Wachovia Analyst Sees Long Road Back

SBJ Staff

Back in July 2008, after two straight quarters of decline in U.S. real gross domestic product, when many economists were rejecting the term recession, Mark Vitner, senior economist at Charlotte-based Wells Fargo Securities, disagreed.

In 2007 and 2008, exports of U.S. manufactured goods were still rising, covering up and compensating for the decline in housing starts, rapidly declining consumer confidence and change in retail spending – all key drivers of the U.S. economy.

He stated back then that this recession would be much more severe than the 2001 and 1991 recessions, pointing out that in the 2001 recession the consumption of goods and services in the economy never declined. It turned out he was right.

So, when he came to Savannah last week to talk at a private luncheon hosted by Wachovia/Wells Fargo at the Charles Morris Center, an event for the bank’s top customers, people listened. 

In a room with many of Savannah’s financial “heavy hitters,” there was rapt attention as Vitner and Gary Schlossberg, also with Wells Fargo Securities, outlined their views on the state of the economy, and the nature and time table for a turnaround.

It isn’t soon.

Presenting very sobering statistics on the fundamentals of the economy, Vitner said that the earliest he sees a turnaround is mid- to late 2010, and for many, it will be more of a statistical recovery than an actual recovery due to expected trends in high unemployment.

While the recession appears to have ended this summer, statistically, “the recovery will be slow and agonizing,” is Wachovia/Wells Fargo official position, and it will take years to recover the jobs.

“The downturn turned into the longest of the post-World War II period, 19 months, but some signs of stabilization are appearing,” said a report the bank prepared to highlight Vitner’s and Schholossberg’s key points.

He also agreed that the banking industry problems are not over, and that the underlying problems with commercial loans is “the next shoe to drop,” adding, “the people at the Fed (the Federal Reserve) don’t seem to understand this. There are no programs in place to deal with this, like the programs put in for residential loans.”

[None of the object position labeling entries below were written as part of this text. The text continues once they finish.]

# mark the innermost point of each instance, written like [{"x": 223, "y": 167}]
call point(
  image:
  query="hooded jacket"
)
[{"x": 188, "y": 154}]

He also explained that the improving GDP numbers in the last quarter “are all wrapped around the “Cash for Clunkers” program.”
“Things are less worse,” he said, and explained that this recovery will be what economists term a “V” recovery, where much of the recovery occurs “below the line” – not yet positive growth, but less worse.

The business community will still be hurting in 2010, Wachovia/Wells Fargo forecasts, with business fixed investments expected to be down another 1.8 percent from 2009, but a far better trend than the -18.1 percent drop in 2009 from 2008.  (see chart 1.)
But perhaps Vitner’s most chilling point was the nation’s  actual unemployment numbers.  He believes the U.S. is actually at a 17.5 percent unemployment level, not the official 10 percent that is widely reported.

“The 10 percent does not include the people who have stopped looking and the ‘underemployed,’ the people whose hours have been cut back to 36 hours or 32 hours a week, versus 40 hours. That isn’t captured. I believe we’r

e actually at about a 17.5 percent unemployment level.”  He said that 20 percent of the workforce was out of work at some time in the year.
“One of my chief concerns is the large part of the U.S. – the number of states that have 12.5 percent and more in unemployment.”  He added “that statistically, once people are out of work for six months, more than 80 percent of unemployed people never go back to work.”
As the U.S. comes out of this recession, “if jobs are recovered at the same pace as after the 1991 and 2001 recessions, it will take until the second quarter of 2017 to recover the jobs lost to date,” he added.


He also discussed the change in bank’s credit policies, and the virtual elimination of banking relationships which used to be “part of the equation” in making commercial loans.  It’s all a numbers game now, as the FDIC and other bank regulating agencies have stiffened requirments on loans.  Fewer and fewer customers meet the financial requirements for loans.


Regarding residential real estate, “we are seeing some recovery, but it’s only in areas where we’ve got stimulus programs going on, such as aid to state and local governments,” Vitner said.


“While construction may have seen a trough, we expect prices to continue declining for some time,” the bank’s charts and analysis states.  A large portion of real estate sales now being reported are foreclosure and distressed sales. “The first-time homebuyer tax credit is likely providing a lift; however, it is due to expire at the end of the year.


In Savannah, single family housing permits “have plunged 76 percent from its cycle high at the beginning of 2007,” according to Wells Fargo/Wachovia.

Other highlights:
• International trade collapsed in 2008. “Imports have fallen dramatically this year, while exports have fallen less.”  That shift in balance of payments is actually a good thing, he said. For too long, the U.S. was buying too much from foreign countries, versus selling U.S. products, exporting our country’s money.

• Businesses have struggled to bring inventories in line with demand.  Massive liquidations occurred in the first and second quarters of 2009.  Vitner sees this trend continuing for several more quarters, though at a slower trend line.

• “The torrent of layoffs and job losses is unlikely to abate until next year.”

• Housing prices and home equity are still likely headed lower, weighing further on consumer spending and sentiment.

• The federal stimulus, which includes a reduction in payroll withholdings, provided a lift to take-home pay in the middle of this year.

• After declining in 2009, global economic growth is poised to rebound in 2010, with recovery already occurring in developing nations such as China and Brazil, and signs that the European recession is coming to an end.  The U.S. dollar is expected to “grind higher” against most major currencies.

• The stock market may “give back some of its gains by Thanksgiving,” according to Schlossberg.